Relatório, publicado pelos repórteres George Marques e Ruben Berta no Intercept, demonstra que em 2015 o Senac-RJ gastou R$ 89,9 milhões em sua principal missão institucional, educação profissional, e R$ 74,5 milhões em eventos e publicidade. Uma empresa de intermediação de publicidade recebeu R$ 91,1 milhões adiantados nos anos de 2015 e 2016.

Seria dinheiro repassado depois a empresas de mídia. A Fecomércio-RJ foi uma das patrocinadoras do RJ-TV, o principal telejornal local da Globo.

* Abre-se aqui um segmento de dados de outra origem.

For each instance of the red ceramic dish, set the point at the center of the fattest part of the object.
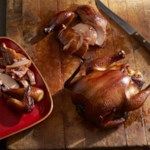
(12, 122)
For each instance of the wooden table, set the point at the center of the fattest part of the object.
(65, 128)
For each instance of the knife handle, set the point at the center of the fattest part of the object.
(142, 40)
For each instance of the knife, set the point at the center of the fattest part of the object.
(123, 24)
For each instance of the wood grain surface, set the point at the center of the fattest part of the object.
(65, 128)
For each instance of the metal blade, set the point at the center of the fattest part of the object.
(2, 17)
(123, 24)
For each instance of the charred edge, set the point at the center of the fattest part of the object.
(68, 82)
(120, 55)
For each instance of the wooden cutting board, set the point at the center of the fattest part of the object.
(65, 128)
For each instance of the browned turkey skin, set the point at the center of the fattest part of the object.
(76, 39)
(108, 91)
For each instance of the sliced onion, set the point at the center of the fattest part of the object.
(8, 82)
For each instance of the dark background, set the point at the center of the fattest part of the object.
(2, 33)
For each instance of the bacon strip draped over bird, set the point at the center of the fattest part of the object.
(76, 39)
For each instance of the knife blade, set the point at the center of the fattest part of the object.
(123, 24)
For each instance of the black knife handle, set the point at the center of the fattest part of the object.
(142, 41)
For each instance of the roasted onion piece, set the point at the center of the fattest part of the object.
(17, 80)
(105, 96)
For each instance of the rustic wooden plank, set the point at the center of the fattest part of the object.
(118, 137)
(14, 20)
(65, 128)
(145, 66)
(135, 126)
(36, 14)
(142, 56)
(94, 136)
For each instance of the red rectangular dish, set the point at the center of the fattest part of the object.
(12, 122)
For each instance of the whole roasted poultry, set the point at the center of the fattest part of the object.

Outro ponto que chamou a atenção dos auditores foi o gasto com palestras sem a realização de licitação e fora dos objetivos da entidade , algo como R$ 2,979 milhões pagos a jornalistas, comentaristas e analistas, 90% deles ligados à Globo.

Dos que se destacam na emissora, seis deles estão apontados no relatório, pelos altos valores que cobraram por suas palestras: Merval Pereira, Cristiana Lôbo, Giuliana Morrone, Sany Dana, Rodrigo Pimentel, Pedro Doria, todos comentaristas de áreas de política e economia, cobraram entre R$ 225.000,00 até R$ 375.000,00 e, juntos, receberam quase R$ 1.800.000,00 do valor total.






Quem mais recebeu em palestras foi Merval Pereira: R$ 375 mil. Merval fez “análise prospectiva sobre o que o Governo Dilma pode fazer para evitar o impeachment no Congresso, e avaliação do que seria um novo governo de união nacional com a derrubada da presidente e a chegada de Michel Temer ao governo”. A lista inclui também Cristiana Lobo R$ 330 mil), Kennedy Alencar (r$ 100 mil) e Giuliana Morrone (R$ 270 mil).